As people register for EU vote, is it time to consider automatic registration?

If the ballot box is a social leveller, there are inequalities in how we vote

 

Tomorrow is the deadline to register to vote in the EU referendum. In most of Europe, that concept would be considered strange.

Every election we see the same thing: a huge rush to register a day or two before the deadline. And it will be no less the case today.

On Friday alone, 186,000 people applied to register to vote online, according to government data. That compares with the usual 10-15,000 a day we’d see outside of elections.

This arbitrary approach to the right to vote is fairly unique in the developed world. Why? Because most European countries have ensure that, as a citizen, you are automatically able to vote.

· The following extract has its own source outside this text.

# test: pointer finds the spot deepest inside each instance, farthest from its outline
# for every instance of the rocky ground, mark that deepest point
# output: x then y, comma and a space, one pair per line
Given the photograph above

After all – if you have a passport, are registered for council tax and have a National Insurance number already, they’ve already got enough info to just stick you on the voter database.

There are huge issues of under-registration in this country, though we don’t even know how severe the extent of the problem is. At any one point, around 15 per cent of those entitled to vote are not on the register.

Electoral Commission data suggests a figure of 7.5m people not on the register who should have been in 2014.

And of course it varies hugely by demographic, too. The least-registered groups are largely the most mobile – young people – and those from already marginalised backgrounds.

If the ballot box is a social leveller, there remain huge inequalities in how we vote – even before we get to the voting booth.

Turnout is already a major issue when it comes to political equality. As Professor Matthew Flinders noted before the last General Election:

‘In the 1987 general election…the turnout rate for the poorest income group was 4 per cent lower than for the wealthiest.

‘By 2010 the gap had grown to a staggering 23 points.’

It’s a similar picture for the ‘generation gap’:

‘In 1970 there was an 18-point gap in turnout rates between 18–24-year-olds and those aged over 65; by 2005 this gap had more than doubled to over 40 points.’

If this is the case, having an individualist approach to voter registration can’t be helping the situation.

Of course, there are philosophical issues at stake. Britain has always had an individualist approach to voting – non-compulsory, highly localised, and voting for candidates rather than party lists.

And we’ve just made it even more individualist – shifting from Household Registration to Individual Electoral Registration.

Indeed, the US state of Oregon recently introduced ‘Motor Voting’ – where anyone who registers for a driving license is automatically registered to vote – in a move that some on the Right described as a move from ‘individual convenience to government coercion’.

But as one American campaigner put it, ‘I don’t have to opt in to my right for free speech, why should I have to opt in to my right to vote?’

Working in Belgium, colleagues were shocked when I told them how many young people weren’t registered to vote in the UK. But not for the reason I’d guessed: ‘What, you have to register?’ was the response I often heard.

The All-Party Parliamentary Group on Democratic Participation has spoken out on the impact of a voluntarist approach to registration, with Lord Rennard, Toby James and Oliver Sidorczuk pointing out in an article for Democratic Audit that at the last General Election, 186,000 applied after the deadline, while ‘others may think that they’re already registered and turn up at the polls anyway.’

And people already assume we have automatic registration:

‘Many citizens think that they are on the register because the pay their council tax and expect those running the election to ‘know about them’.

Two thirds of polling stations turned away voters who thought that they were on the electoral register but were not.’

Of course, there are wider issues at stake. Fully automatic registration would require a national database – something many are averse to. For many it raises the prospect of ID cards, although this isn’t inevitable.

But the current last-minute rush for registration puts huge strain on the (perhaps bizarrely) devolved council registration offices – 400 or so of them – across the UK.

The Electoral Commission doesn’t know the extent of the problem in part because we have such a fragmented database.

All this is compounded by the lack of a comprehensive program of citizenship education in the UK, meaning democratic habits aren’t ingrained from a young age. After all, if young people were registered in schools in citizenship classes, perhaps all this would be less of a problem.

And in the meantime, the APPG on Democratic Engagement have published an excellent report on the ‘missing millions’ with lots of practical reforms we can make now.

Oregon was the first to introduce Motor Voting in the US, and it looks like it could now spread. As we enter yet another huge rush to sign up before tomorrow’s deadline, perhaps it offers lesson for the UK.

Josiah Mortimer is a regular contributor to Left Foot Forward. You can follow him on Twitter@josiahmortimer

2 Responses to “As people register for EU vote, is it time to consider automatic registration?”

  1. John Woods

    I agree that Voter Registration authorities probably have sufficient knowledge of who we are and our age, NI number and address to automatically place us on the electoral register. The issue in the UK is always one of the right hand not knowing what the left hand is doing and no being concerned about the matter. I would like to think that our politicians would make this simple but the latest move has been to make it more difficult, by making it an individual’s responsibility. Not a good idea in this age of alienation.

  2. jack johnson

    Conservatives have imposed the voter registration and opposed 16/17 year olds voting because they rely
    on low turnouts to gain power. They oppose weekend voting and voting online for the same reason.